1. Academic Validation
  2. Synergistic reversal of intrahepatic HCV-specific CD8 T cell exhaustion by combined PD-1/CTLA-4 blockade

Synergistic reversal of intrahepatic HCV-specific CD8 T cell exhaustion by combined PD-1/CTLA-4 blockade

  • PLoS Pathog. 2009 Feb;5(2):e1000313. doi: 10.1371/journal.ppat.1000313.
Nobuhiro Nakamoto 1 Hyosun Cho Abraham Shaked Kim Olthoff Mary E Valiga Mary Kaminski Emma Gostick David A Price Gordon J Freeman E John Wherry Kyong-Mi Chang
Affiliations

Affiliation

  • 1 Philadelphia Veterans Affairs Medical Center, Philadelphia, PA, USA.
Abstract

Viral persistence is associated with hierarchical Antiviral CD8 T cell exhaustion with increased programmed death-1 (PD-1) expression. In HCV persistence, HCV-specific CD8 T cells from the liver (the site of viral replication) display increased PD-1 expression and a profound functional impairment that is not reversed by PD-1 blockade alone. Here, we report that the inhibitory receptor cytotoxic T lymphocyte-associated antigen-4 (CTLA-4) is preferentially upregulated in PD-1(+) T cells from the liver but not blood of chronically HCV-infected patients. PD-1/CTLA-4 co-expression in intrahepatic T cells was associated with a profound HCV-specific effector dysfunction that was synergistically reversed by combined PD-1/CTLA-4 blockade in vitro, but not by blocking PD-1 or CTLA-4 alone.

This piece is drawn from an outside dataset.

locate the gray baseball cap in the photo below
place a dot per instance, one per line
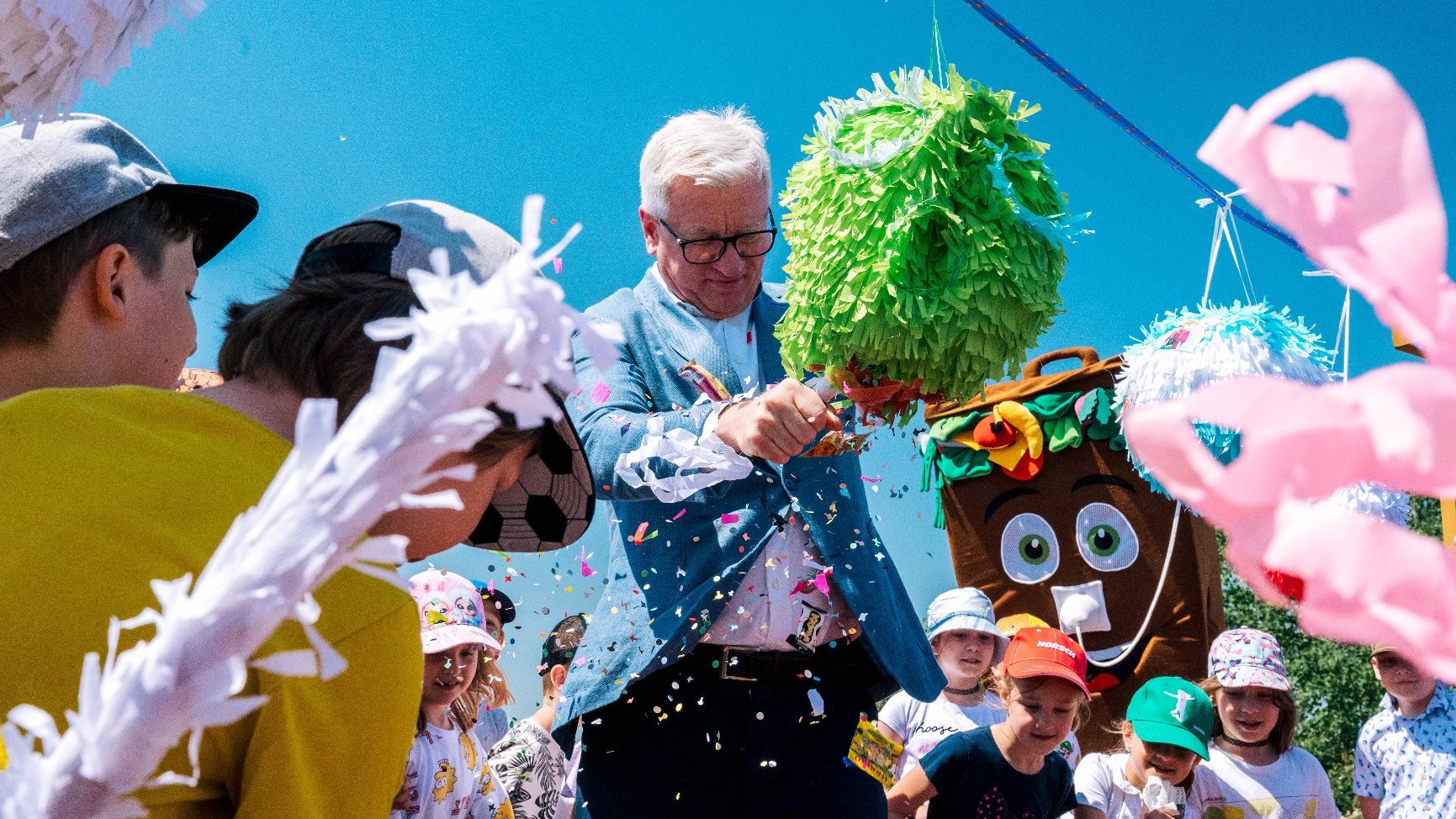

A similar effect was observed in circulating HCV-specific CD8 T cells with increased PD-1/CTLA-4 co-expression during acute hepatitis C. The functional response to combined blockade was directly associated with CTLA-4 expression, lost with CD28-depletion and CD4-independent (including CD4(+)FoxP3(+) Tregs). We conclude that PD-1 and CTLA-4 pathways both contribute to virus-specific T cell exhaustion at the site of viral replication by a redundant mechanism that requires combined PD-1/CTLA-4 blockade to reverse. These findings provide new insights into the mechanisms of virus-specific T cell dysfunction, and suggest that the synergistic effect by combined inhibitory receptor blockade might have a therapeutic application against chronic viral Infection in vivo, provided that it does not induce autoimmunity.